LOL! I Did? Well, it sounds like something I'd bring up. And, yes, I still think it would make more sense to place it at the beginning.
cccc_iiiiiii_zci_ddddddddd_sssssssss
just looks better to me (and better matches PASM's instruction layout too).
Also, some side benefits:
But, as Dave points out, the position is arbitrary. This all comes down to Chip's personal preference. Would he change it now? I doubt it. Unless he thought that the first bullet above was reason enough.
I imagine the only reason the condition bits are where they are is because one naturally tends to think of the opcode first.
In most processors I would have said it makes no difference where the different bit fields go in an instruction unless one has variable length instructions. But as you say, perhaps when thinking about self modifying code there is an advantage to moving things into convenient positions.
Self-modifying code is frowned upon in much of the computing world. It can make understanding how a program works rather difficult. Probably has security issues in a general purpose OS. Besides how are you going do it when executing from ROM?
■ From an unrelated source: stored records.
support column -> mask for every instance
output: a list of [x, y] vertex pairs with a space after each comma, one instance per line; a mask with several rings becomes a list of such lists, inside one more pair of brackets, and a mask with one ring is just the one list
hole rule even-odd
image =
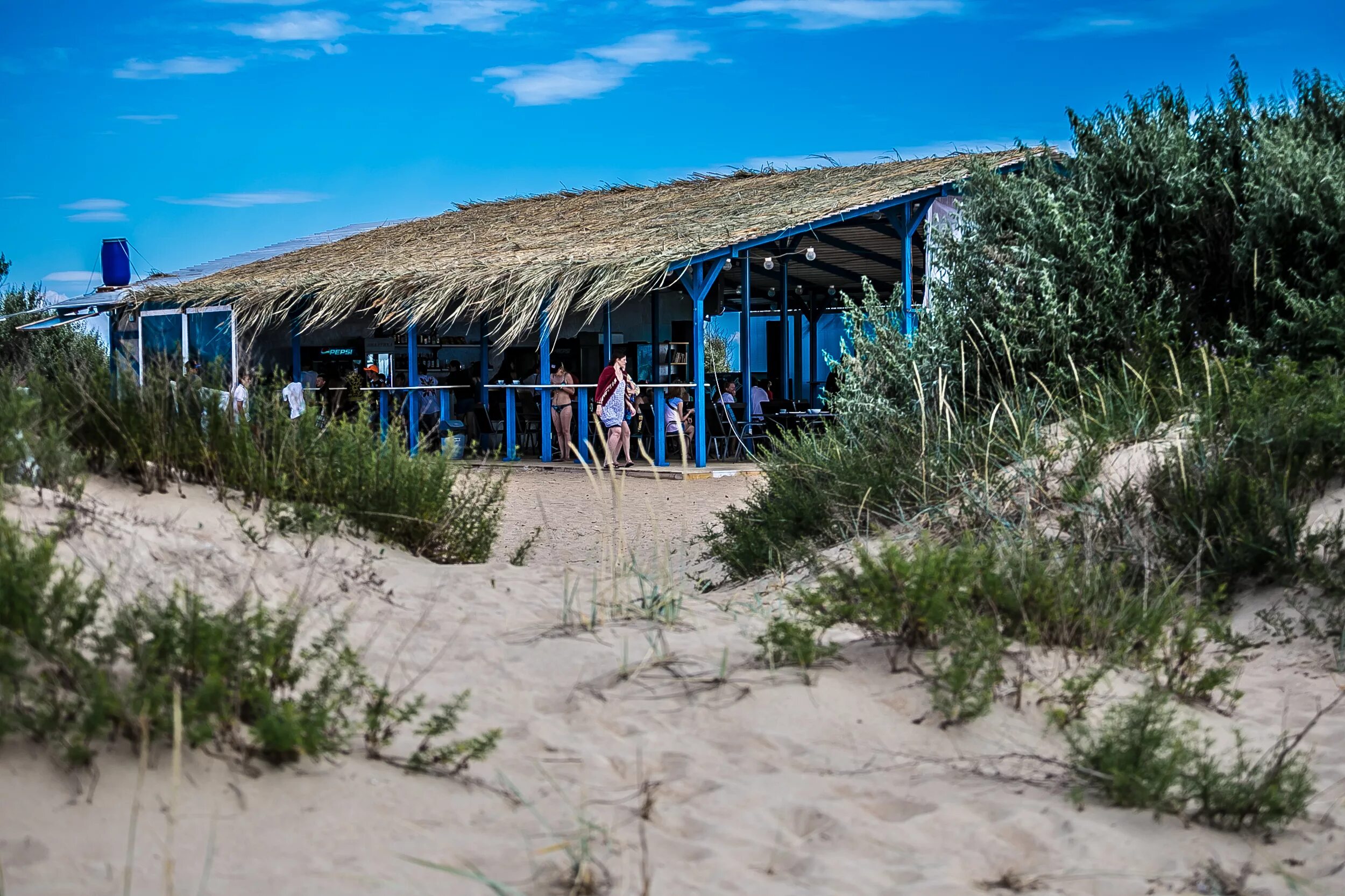
[[416, 321], [406, 326], [406, 438], [412, 455], [420, 451], [420, 352], [416, 348]]
[[576, 445], [574, 447], [576, 447], [576, 450], [578, 450], [578, 458], [581, 461], [584, 461], [585, 463], [588, 463], [589, 462], [589, 454], [588, 454], [588, 390], [586, 388], [577, 388], [577, 390], [574, 390], [574, 392], [576, 392], [576, 395], [574, 395], [574, 402], [576, 402], [576, 404], [574, 404], [574, 412], [580, 415], [580, 419], [578, 419], [578, 445]]
[[780, 259], [780, 398], [790, 399], [790, 259]]
[[662, 387], [654, 387], [654, 466], [667, 466], [667, 423], [664, 423], [664, 416], [667, 416], [667, 396]]
[[[742, 254], [742, 324], [738, 360], [742, 367], [742, 426], [752, 431], [752, 250]], [[752, 441], [748, 439], [748, 445]]]
[[[300, 332], [299, 332], [299, 316], [296, 314], [289, 318], [289, 369], [291, 369], [289, 376], [292, 382], [299, 382], [300, 373], [304, 372], [303, 360], [300, 360], [301, 355], [299, 351], [301, 343], [303, 340], [300, 339]], [[360, 364], [360, 367], [363, 367], [363, 364]]]
[[[682, 271], [682, 282], [691, 297], [691, 395], [695, 402], [695, 465], [706, 465], [706, 420], [709, 412], [705, 406], [705, 297], [714, 286], [714, 278], [724, 270], [725, 258], [713, 262], [699, 262], [689, 265]], [[663, 430], [667, 429], [662, 418], [654, 424], [658, 427], [655, 445], [663, 441]]]
[[612, 302], [603, 302], [603, 367], [607, 367], [616, 349], [612, 348]]
[[490, 332], [490, 316], [482, 318], [482, 394], [477, 396], [482, 399], [482, 407], [490, 407], [490, 392], [486, 391], [486, 384], [491, 379], [491, 332]]
[[808, 314], [808, 368], [811, 371], [808, 373], [808, 406], [820, 407], [820, 402], [818, 402], [818, 355], [822, 352], [818, 349], [818, 322], [822, 316], [818, 314], [818, 300], [810, 298], [808, 308], [811, 312]]
[[[659, 372], [659, 294], [658, 292], [650, 297], [650, 345], [654, 347], [654, 382], [662, 383], [663, 376]], [[639, 372], [639, 371], [636, 371]]]
[[[537, 384], [551, 382], [551, 298], [542, 300], [537, 330]], [[545, 379], [543, 379], [545, 377]], [[551, 390], [538, 390], [542, 410], [542, 463], [551, 462]]]
[[794, 390], [790, 392], [790, 398], [802, 402], [807, 396], [807, 391], [803, 388], [803, 310], [794, 309], [790, 325], [794, 326]]

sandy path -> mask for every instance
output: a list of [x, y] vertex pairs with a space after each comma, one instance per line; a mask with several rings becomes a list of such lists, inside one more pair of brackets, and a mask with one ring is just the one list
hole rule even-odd
[[609, 478], [594, 488], [580, 470], [519, 470], [510, 476], [495, 556], [507, 559], [541, 527], [533, 562], [589, 563], [594, 543], [608, 537], [620, 506], [625, 541], [638, 556], [671, 551], [690, 557], [699, 553], [697, 539], [714, 512], [746, 497], [756, 481], [745, 476], [685, 481], [620, 477], [624, 494], [617, 501]]
[[[558, 480], [515, 486], [514, 497], [570, 488]], [[593, 854], [615, 893], [646, 892], [648, 868], [647, 892], [655, 896], [964, 896], [1009, 872], [1037, 879], [1038, 892], [1130, 896], [1198, 892], [1186, 884], [1209, 861], [1225, 869], [1251, 861], [1250, 887], [1268, 893], [1289, 893], [1289, 873], [1303, 881], [1299, 892], [1345, 892], [1341, 833], [1321, 819], [1345, 795], [1345, 715], [1310, 737], [1321, 783], [1334, 789], [1319, 797], [1313, 821], [1274, 844], [1143, 813], [1091, 805], [1077, 811], [1049, 789], [909, 762], [1054, 752], [1059, 743], [1044, 733], [1030, 701], [1022, 712], [998, 704], [986, 719], [940, 731], [912, 724], [928, 709], [924, 689], [888, 673], [877, 649], [851, 645], [850, 665], [823, 670], [811, 688], [792, 672], [755, 668], [751, 637], [769, 595], [753, 588], [707, 595], [720, 606], [689, 595], [675, 629], [627, 623], [560, 637], [564, 583], [550, 564], [436, 567], [346, 540], [320, 543], [305, 559], [281, 541], [265, 551], [250, 545], [200, 489], [188, 489], [187, 498], [139, 497], [95, 482], [91, 493], [98, 510], [69, 549], [95, 568], [112, 566], [118, 594], [186, 580], [217, 599], [243, 590], [272, 599], [295, 592], [317, 618], [354, 611], [369, 665], [381, 672], [393, 664], [394, 684], [449, 642], [421, 688], [432, 699], [472, 689], [463, 729], [504, 729], [498, 755], [479, 774], [511, 782], [546, 819], [491, 790], [409, 776], [358, 752], [336, 763], [265, 768], [256, 779], [194, 752], [179, 797], [176, 892], [198, 892], [207, 854], [199, 892], [219, 896], [488, 892], [405, 856], [471, 862], [530, 896], [555, 892], [553, 869], [564, 852], [554, 846], [573, 838], [580, 814], [597, 826]], [[698, 505], [691, 494], [668, 501], [682, 501], [690, 514]], [[11, 512], [50, 517], [27, 505]], [[566, 556], [574, 566], [584, 560]], [[666, 643], [664, 662], [619, 680], [615, 673], [638, 666], [651, 643]], [[668, 674], [674, 658], [693, 677], [714, 677], [722, 664], [730, 684], [698, 692]], [[1233, 721], [1254, 744], [1268, 743], [1282, 720], [1302, 724], [1337, 686], [1325, 652], [1311, 645], [1267, 649], [1241, 685], [1248, 696]], [[1224, 731], [1229, 724], [1212, 713], [1201, 721]], [[408, 748], [405, 740], [398, 748]], [[141, 794], [137, 893], [165, 892], [163, 807], [171, 786], [167, 756], [156, 759]], [[121, 892], [134, 759], [112, 747], [100, 768], [86, 802], [71, 797], [70, 779], [36, 747], [11, 740], [0, 750], [7, 893]], [[655, 786], [648, 819], [639, 811], [642, 782]]]

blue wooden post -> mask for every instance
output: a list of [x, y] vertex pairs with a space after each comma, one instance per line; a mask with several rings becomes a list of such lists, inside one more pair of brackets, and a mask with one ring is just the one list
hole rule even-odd
[[438, 450], [443, 453], [449, 439], [448, 420], [453, 419], [453, 394], [448, 390], [438, 391]]
[[490, 395], [486, 391], [486, 384], [491, 382], [491, 333], [490, 333], [490, 317], [482, 317], [482, 394], [477, 396], [482, 399], [482, 407], [490, 406]]
[[406, 437], [410, 439], [410, 453], [420, 450], [420, 352], [416, 349], [416, 322], [406, 326]]
[[[542, 310], [537, 332], [537, 384], [551, 382], [551, 298], [542, 300]], [[551, 390], [538, 390], [538, 404], [542, 408], [542, 463], [551, 462]]]
[[518, 459], [518, 414], [514, 408], [514, 392], [516, 390], [512, 386], [504, 387], [504, 459], [516, 461]]
[[296, 314], [289, 318], [289, 369], [291, 380], [296, 383], [299, 382], [299, 376], [304, 372], [304, 363], [300, 360], [301, 353], [299, 351], [301, 341], [303, 340], [299, 333], [299, 316]]
[[588, 390], [576, 390], [574, 395], [574, 412], [580, 415], [578, 426], [578, 441], [580, 443], [574, 447], [578, 449], [578, 457], [585, 463], [589, 462], [588, 454]]
[[780, 259], [780, 396], [790, 398], [790, 259]]
[[818, 408], [822, 403], [818, 402], [818, 320], [822, 317], [818, 314], [818, 300], [808, 301], [808, 407]]
[[607, 367], [616, 352], [612, 348], [612, 302], [603, 302], [603, 367]]
[[[706, 451], [706, 419], [709, 419], [709, 411], [706, 408], [706, 395], [705, 395], [705, 297], [709, 294], [710, 289], [714, 286], [714, 278], [720, 275], [724, 270], [725, 258], [716, 259], [713, 262], [699, 262], [695, 265], [689, 265], [683, 271], [683, 282], [686, 283], [686, 292], [691, 297], [691, 396], [695, 402], [695, 465], [703, 467], [707, 461]], [[662, 398], [662, 396], [660, 396]], [[658, 427], [658, 438], [655, 442], [655, 451], [663, 451], [663, 442], [666, 441], [667, 423], [663, 420], [663, 411], [655, 411], [658, 419], [655, 426]], [[655, 458], [658, 454], [655, 454]]]
[[[752, 431], [752, 253], [742, 254], [742, 333], [738, 357], [742, 361], [742, 429]], [[748, 441], [751, 447], [752, 441]]]
[[[659, 294], [658, 292], [650, 298], [650, 344], [654, 347], [654, 382], [662, 383], [663, 377], [659, 371]], [[668, 371], [671, 375], [671, 369]]]
[[662, 386], [654, 387], [654, 466], [667, 466], [667, 395]]

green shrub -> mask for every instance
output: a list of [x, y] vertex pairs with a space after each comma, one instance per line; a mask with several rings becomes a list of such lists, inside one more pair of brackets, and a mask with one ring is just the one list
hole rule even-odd
[[815, 665], [841, 653], [838, 645], [822, 643], [822, 629], [808, 622], [772, 617], [765, 631], [756, 638], [757, 660], [772, 669], [799, 666], [804, 682], [808, 682]]
[[[28, 536], [0, 517], [0, 737], [23, 733], [87, 766], [100, 740], [171, 740], [176, 693], [188, 746], [284, 763], [343, 754], [360, 725], [379, 758], [421, 715], [424, 697], [402, 704], [405, 695], [374, 684], [340, 622], [301, 641], [295, 607], [238, 600], [217, 610], [180, 587], [110, 607], [101, 583], [82, 584], [55, 547], [55, 536]], [[457, 774], [495, 750], [498, 729], [444, 743], [467, 699], [417, 728], [408, 768]]]
[[1275, 830], [1307, 811], [1313, 772], [1298, 740], [1282, 736], [1259, 756], [1237, 735], [1231, 763], [1194, 723], [1180, 723], [1161, 692], [1108, 709], [1098, 724], [1067, 729], [1084, 790], [1115, 806], [1182, 815], [1224, 830]]
[[[112, 390], [104, 371], [62, 375], [40, 390], [47, 424], [67, 431], [95, 470], [122, 470], [149, 490], [178, 478], [234, 490], [276, 523], [316, 537], [327, 508], [358, 532], [381, 536], [438, 563], [480, 563], [499, 533], [504, 480], [441, 453], [412, 455], [393, 427], [383, 439], [371, 411], [330, 423], [316, 410], [291, 420], [270, 400], [274, 383], [253, 388], [246, 419], [222, 392], [179, 388], [169, 371], [144, 384], [125, 372]], [[315, 531], [313, 527], [319, 531]]]
[[990, 617], [959, 619], [944, 634], [929, 676], [929, 696], [943, 728], [990, 712], [995, 686], [1003, 681], [1006, 646]]

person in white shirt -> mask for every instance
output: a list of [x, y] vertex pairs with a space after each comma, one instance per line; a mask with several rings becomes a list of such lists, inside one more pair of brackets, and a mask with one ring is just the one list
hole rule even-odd
[[252, 375], [239, 373], [238, 383], [234, 384], [234, 391], [229, 394], [229, 406], [238, 419], [247, 416], [247, 384], [250, 382]]
[[752, 387], [752, 419], [761, 418], [761, 404], [771, 400], [771, 394], [760, 386]]
[[[289, 403], [289, 419], [292, 420], [297, 420], [308, 408], [308, 404], [304, 402], [304, 384], [297, 380], [280, 390], [280, 396]], [[246, 396], [243, 400], [246, 400]]]
[[687, 443], [695, 435], [695, 426], [689, 419], [686, 402], [682, 400], [682, 391], [678, 390], [668, 399], [663, 411], [663, 431], [667, 435], [677, 435], [682, 443], [682, 454], [686, 454]]

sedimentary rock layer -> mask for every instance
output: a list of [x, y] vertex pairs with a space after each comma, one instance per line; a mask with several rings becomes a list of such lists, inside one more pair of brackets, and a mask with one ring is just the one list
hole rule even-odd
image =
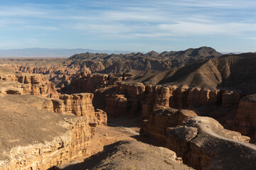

But this is the Propeller. With the P1 self-modifying code is essential due to the nature of it's addressing modes and lack of indexing from registers. One has to be able to modify src/dst addresses within an instruction so as to index into arrays for example. You will find a lot of self-modifying code in OBEX. I see no reason for frowning on modification of condition bits.
Knowing you, I know what this means :-D
The reason that the condition field is located in the middle of the instruction is just because I made it that way a long time ago on Prop1 and carried it over to Prop2.
I was looking at our encodings and I agree that it would be a lot cleaner to have that 4-bit field at the head of the instruction. It would then mimic the order of the assembly language and, as someone pointed out, enable SETNIB7 to affect an instruction's condition, freeing up SETCOND for some other use. After I get the WRLONG-repeat done, I will make this change. It's rather trivial, but will take several hours to go through all the affected Verilog and assembler code. One other benefit to doing this is that it makes the 20-bit immediate addresses and 23-bit immediates for AUGS/AUGD contiguous. It's a lot cleaner.
Thanks for bringing this up, Guys.
Dave Hein, please forgive me. And, yes, some stuff got shuffled a bit when I got rid of RDLONGS/WRLONGS. It was only several instructions, though.
I can hear Dave's 'Nooooooooo' from here....
Still, cleaner opcodes will save everyone time downstream..
Since SETCOND was no longer needed and SETDS was rather superfluous, I removed them and added in the Prop2-Hot instructions SEUSSF/SEUSSR which do crazy bit rearranging and inverting in fixed forward and reverse patterns.
Now back to WRLONG-repeat.
Just a note to say that some P1 code uses the instruction bits position as a counter and sets the C flags when it overflows as a trick to speed-up reading/writing from hub memory, if I understand correctly, it won't work anymore if the positions is changed. I don't know if on P2 this kind of tricks are still needed or there are better/faster ways to do these things (admittely I'm a bit lost about the P2 feature changes...) but I would think a bit more before changing the instruction layout, maybe it still could be used for something else.
I've just been trying to work out what some of the new instructions do ... There's certainly a lot more there than I was expecting to find.
Now 28 bit constants can be buried within PASM code which also function as NOP's in fine tuned timing loops.
Actually, I'm OK with the changes, it will make it easier to hand assemble and disassemble P2 code, and it does make the bits in large immediate values contiguous. I guess I'll wait for a new instruction spec document before I incorporate the changes in spinsim.
That also means constants could need to be placement floating, and placed last.
Keeps the code readable, but allows more use of COG memory.